For DLF, luxury is the flavour of the season

At a time of rising penchant for luxury homes, DLF Ltd is on firm ground. The residential realty developer clocked pre-sales or bookings of 6,404 crore in the June quarter (Q1FY25), up more than 200% year-on-year. This whopping increase was driven by the launch of the second phase of the luxury project Privana West in New Gurugram. The project was fully sold out, with bookings of 5,600 crore. Its ultra-luxury project, The Camellias, in DLF 5 area, also saw decent traction.

The company’s management is confident of demand sustaining, and has guided for 15% year-on-year pre-sales growth to 17,000 crore in FY25. With unsold inventory levels falling, timely new launches are crucial to meet this mammoth target. DLF’s launch pipeline for FY25 stands at around 12.8 million sq. ft (msf) with a gross development value (GDV) of 42,000 crore, out of which 40,000 crore is earmarked for the uber-luxury segment.

DLF has raised its FY25 launch pipeline by 17%. This upgrade is driven by the DLF 5 project, whose size is now estimated at 25,000 crore. Beyond FY25, the target has been increased to 62,500 crore to be launched over two-three years. Also, the DLF management has clarified that it does not see a big impact on its residential pre-sales due to the taxation changes (removal of indexation benefit on property transaction) announced in the Union budget.

Higher exposure to luxury and ultra-luxury categories should give DLF’s medium-term margins a boost, since these segments are more margin-accretive than others. The healthy sales momentum and strong growth in collections helped DLF further improve its net cash position to 2,896 crore. Remember, DLF turned net cash positive in Q2FY24.

In FY25, DLF targets launch across various segments and geographies including Gurugram, Mumbai, Goa and Chandigarh Tri-city.
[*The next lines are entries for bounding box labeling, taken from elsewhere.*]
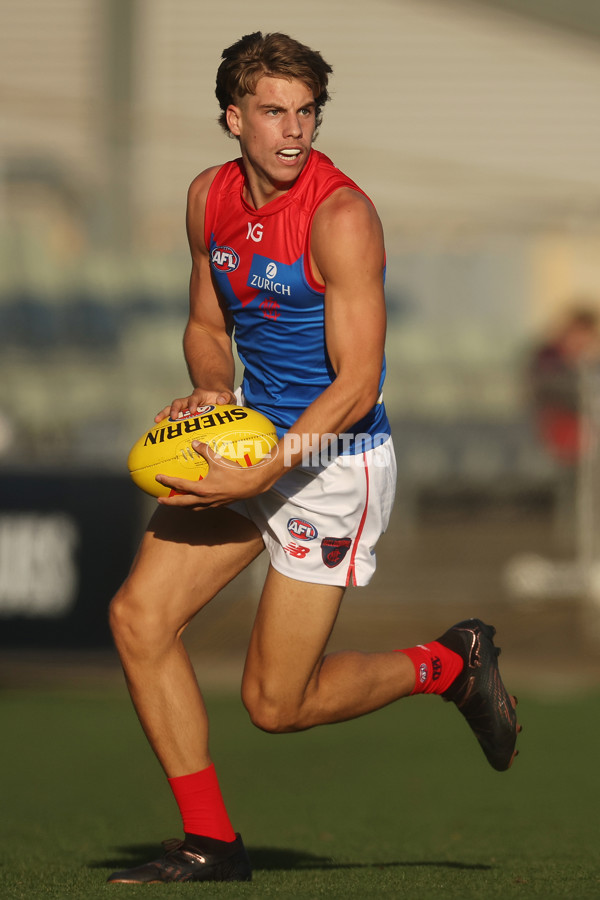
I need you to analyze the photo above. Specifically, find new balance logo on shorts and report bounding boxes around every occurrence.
[321,538,352,569]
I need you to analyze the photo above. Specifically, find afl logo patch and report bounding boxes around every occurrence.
[210,247,240,272]
[287,519,319,541]
[321,538,352,569]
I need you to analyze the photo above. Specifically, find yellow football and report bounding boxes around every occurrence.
[127,405,278,497]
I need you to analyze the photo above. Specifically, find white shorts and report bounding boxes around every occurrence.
[230,438,396,586]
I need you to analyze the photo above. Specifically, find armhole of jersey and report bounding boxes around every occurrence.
[204,163,227,253]
[304,181,373,294]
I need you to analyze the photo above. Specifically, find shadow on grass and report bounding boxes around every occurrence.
[88,844,492,872]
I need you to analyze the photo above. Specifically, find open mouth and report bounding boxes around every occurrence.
[277,147,302,160]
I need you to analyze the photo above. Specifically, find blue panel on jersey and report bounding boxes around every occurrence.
[246,253,306,299]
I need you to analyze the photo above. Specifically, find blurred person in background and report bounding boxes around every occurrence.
[529,305,600,467]
[108,32,519,884]
[528,303,600,553]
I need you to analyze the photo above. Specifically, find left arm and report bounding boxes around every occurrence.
[160,188,386,507]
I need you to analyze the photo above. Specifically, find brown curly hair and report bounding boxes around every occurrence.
[215,31,333,135]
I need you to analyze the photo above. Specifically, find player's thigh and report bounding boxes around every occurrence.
[113,507,264,628]
[243,567,344,707]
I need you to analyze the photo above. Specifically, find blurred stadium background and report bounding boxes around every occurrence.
[0,0,600,684]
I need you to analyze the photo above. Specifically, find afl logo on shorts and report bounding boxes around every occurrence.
[321,538,352,569]
[287,519,319,541]
[210,247,240,272]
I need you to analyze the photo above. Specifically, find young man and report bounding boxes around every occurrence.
[109,33,518,883]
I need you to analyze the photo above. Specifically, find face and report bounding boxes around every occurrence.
[227,75,315,197]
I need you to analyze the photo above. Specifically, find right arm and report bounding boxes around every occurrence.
[155,166,235,422]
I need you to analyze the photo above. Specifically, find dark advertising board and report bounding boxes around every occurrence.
[0,471,143,648]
It also expects to launch its Goa project in Q2FY25, the super-luxury project in DLF Phase 5 in Q3FY25, and the Mumbai project in December 2025/January 2026. Further, DLF is undertaking a slum rehabilitation project under the joint development agreement model in Andheri West in Mumbai and its phase 1 is expected to be launched in Q4FY25. Of course, whether DLF successfully manages to tackle the challenges of a rehabilitation project and deliver the project on time, remains to be seen.

On the commercial side, occupancy across its non-SEZ/SEZ portfolio remained flat sequentially at 97% and 86%, respectively. SEZ is short for special economic zone. Its retail portfolio was almost fully leased with 99% occupancy. With improving demand for Grade A office spaces, DLF anticipates vacancy levels to drop further. By FY25-end, DLF projects its annuity income to increase to 5,000 crore and further grow to 5,800-6,000 crore in FY26. This is expected to be aided by the flow of rental income from new assets at Gurugram and Chennai.
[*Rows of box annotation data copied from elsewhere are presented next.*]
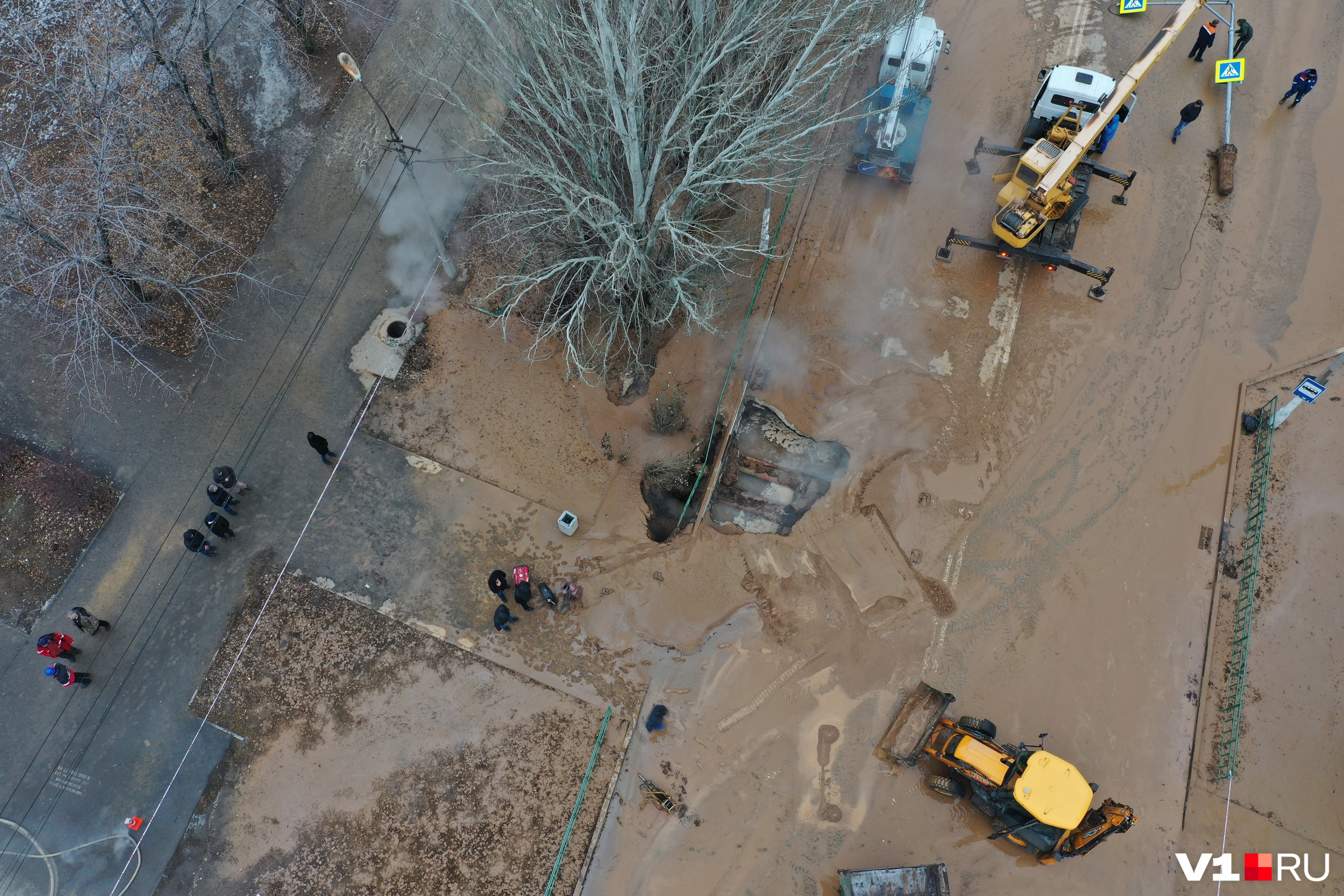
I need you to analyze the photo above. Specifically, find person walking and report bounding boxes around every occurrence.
[1172,99,1204,142]
[66,607,111,636]
[1233,19,1255,59]
[644,702,668,735]
[513,579,532,613]
[495,603,518,631]
[212,466,251,494]
[38,631,83,662]
[1095,115,1119,156]
[182,529,215,557]
[1186,19,1217,62]
[485,570,508,602]
[555,579,583,613]
[1278,69,1316,109]
[44,662,93,688]
[308,433,333,466]
[206,482,238,516]
[206,513,238,539]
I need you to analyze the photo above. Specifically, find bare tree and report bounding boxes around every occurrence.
[253,0,317,54]
[419,0,922,387]
[0,15,254,413]
[117,0,247,177]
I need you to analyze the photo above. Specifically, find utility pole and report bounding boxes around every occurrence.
[336,52,421,165]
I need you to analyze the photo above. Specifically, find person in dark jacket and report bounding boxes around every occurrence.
[43,662,93,688]
[206,513,238,539]
[1186,19,1217,62]
[182,529,215,557]
[66,607,111,636]
[495,603,518,631]
[212,466,251,493]
[1233,19,1255,59]
[308,433,332,466]
[1278,69,1316,109]
[38,631,83,662]
[1095,115,1119,156]
[644,702,668,733]
[206,482,238,516]
[1172,99,1204,142]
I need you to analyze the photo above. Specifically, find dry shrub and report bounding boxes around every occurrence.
[649,382,686,435]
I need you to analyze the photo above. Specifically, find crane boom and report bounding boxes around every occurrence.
[1032,0,1208,200]
[937,0,1208,300]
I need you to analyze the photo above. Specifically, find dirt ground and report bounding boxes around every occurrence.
[159,553,626,896]
[1185,360,1344,892]
[0,437,121,633]
[209,0,1344,896]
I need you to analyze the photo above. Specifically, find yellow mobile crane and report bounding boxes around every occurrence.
[937,0,1207,300]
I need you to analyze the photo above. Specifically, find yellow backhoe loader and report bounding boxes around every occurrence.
[878,681,1137,865]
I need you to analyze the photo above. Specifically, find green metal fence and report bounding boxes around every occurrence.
[1217,396,1278,781]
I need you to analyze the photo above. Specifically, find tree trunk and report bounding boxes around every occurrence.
[200,47,243,180]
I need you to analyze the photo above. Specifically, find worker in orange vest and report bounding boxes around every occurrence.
[38,631,79,661]
[1186,19,1217,62]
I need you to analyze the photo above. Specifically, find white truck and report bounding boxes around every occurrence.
[1022,66,1138,149]
[847,16,951,184]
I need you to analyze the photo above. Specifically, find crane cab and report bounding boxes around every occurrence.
[1022,66,1138,141]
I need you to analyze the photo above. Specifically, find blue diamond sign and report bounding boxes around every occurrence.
[1293,376,1325,404]
[1214,59,1246,85]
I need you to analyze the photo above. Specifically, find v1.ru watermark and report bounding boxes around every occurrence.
[1176,853,1330,881]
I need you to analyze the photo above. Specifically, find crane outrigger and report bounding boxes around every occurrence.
[938,0,1208,300]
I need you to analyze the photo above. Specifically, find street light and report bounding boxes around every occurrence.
[336,52,419,161]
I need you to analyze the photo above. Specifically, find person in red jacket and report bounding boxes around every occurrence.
[43,662,91,688]
[38,631,81,661]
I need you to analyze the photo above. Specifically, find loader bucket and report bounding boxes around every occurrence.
[876,681,956,766]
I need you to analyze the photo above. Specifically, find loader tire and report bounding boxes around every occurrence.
[957,716,999,740]
[925,775,969,799]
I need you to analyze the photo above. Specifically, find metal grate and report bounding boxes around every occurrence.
[1217,396,1278,781]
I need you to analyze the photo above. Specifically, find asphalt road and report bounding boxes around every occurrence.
[0,4,478,896]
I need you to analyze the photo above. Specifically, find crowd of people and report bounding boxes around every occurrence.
[1172,19,1316,149]
[38,607,111,688]
[485,567,583,631]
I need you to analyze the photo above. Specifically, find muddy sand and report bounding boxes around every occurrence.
[228,0,1344,896]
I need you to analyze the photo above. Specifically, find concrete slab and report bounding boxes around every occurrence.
[293,435,637,712]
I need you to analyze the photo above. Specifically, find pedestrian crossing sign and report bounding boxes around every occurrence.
[1214,59,1246,85]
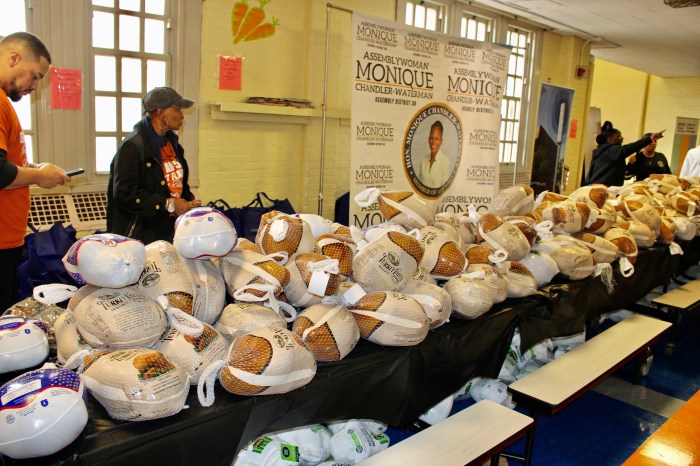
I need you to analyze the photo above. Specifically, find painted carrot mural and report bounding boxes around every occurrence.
[231,0,248,37]
[231,0,279,44]
[243,18,279,42]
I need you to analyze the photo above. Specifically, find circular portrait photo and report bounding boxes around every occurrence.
[403,103,462,199]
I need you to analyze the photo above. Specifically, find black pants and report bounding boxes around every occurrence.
[0,246,22,314]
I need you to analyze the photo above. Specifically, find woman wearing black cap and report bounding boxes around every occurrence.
[107,87,201,244]
[627,137,671,181]
[586,121,664,186]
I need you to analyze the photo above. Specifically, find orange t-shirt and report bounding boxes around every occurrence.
[0,89,30,249]
[160,141,184,197]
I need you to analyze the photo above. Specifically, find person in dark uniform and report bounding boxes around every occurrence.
[107,87,202,244]
[586,121,663,186]
[627,136,671,181]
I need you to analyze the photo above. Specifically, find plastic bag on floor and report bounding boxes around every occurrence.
[326,419,387,435]
[452,377,484,401]
[232,436,300,466]
[518,338,554,369]
[418,396,454,426]
[518,358,550,379]
[273,424,332,466]
[608,309,634,322]
[498,348,520,383]
[471,378,508,406]
[331,421,389,464]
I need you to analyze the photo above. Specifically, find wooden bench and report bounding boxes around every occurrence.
[651,279,700,356]
[623,392,700,466]
[503,314,671,465]
[358,400,534,466]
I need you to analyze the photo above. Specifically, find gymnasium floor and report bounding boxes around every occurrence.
[387,292,700,466]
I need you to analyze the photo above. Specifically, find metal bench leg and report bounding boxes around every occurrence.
[500,410,537,466]
[524,412,537,466]
[632,346,654,385]
[664,307,681,358]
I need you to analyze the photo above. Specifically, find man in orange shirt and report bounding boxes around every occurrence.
[0,32,70,314]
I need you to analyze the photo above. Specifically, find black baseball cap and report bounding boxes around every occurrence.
[143,87,194,112]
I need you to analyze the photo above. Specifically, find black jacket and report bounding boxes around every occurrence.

Despite this, the DLF stock has lagged in recent months. So far in 2024, it is up 14%, versus the 37% gain in the Nifty Realty index. True, DLF enjoys strong brand recognition in the National Capital Region where a vast portion of its land bank is situated. However, there have been concerns on the steep price appreciation in DLF’s key Gurugram market, which in turn may lead to a saturation in demand for luxury housing projects beyond a point. To allay concerns, the DLF management said that it does not see any demand issues. In this backdrop, the pace of DLF’s diversification into new geographies is also seen as an important trigger to drive medium-term pre-sales growth momentum and boost stock returns. “The company’s faster-than-expected expansion beyond the Gurgaon market could lead to potential valuation upside,” said HDFC Securities Ltd.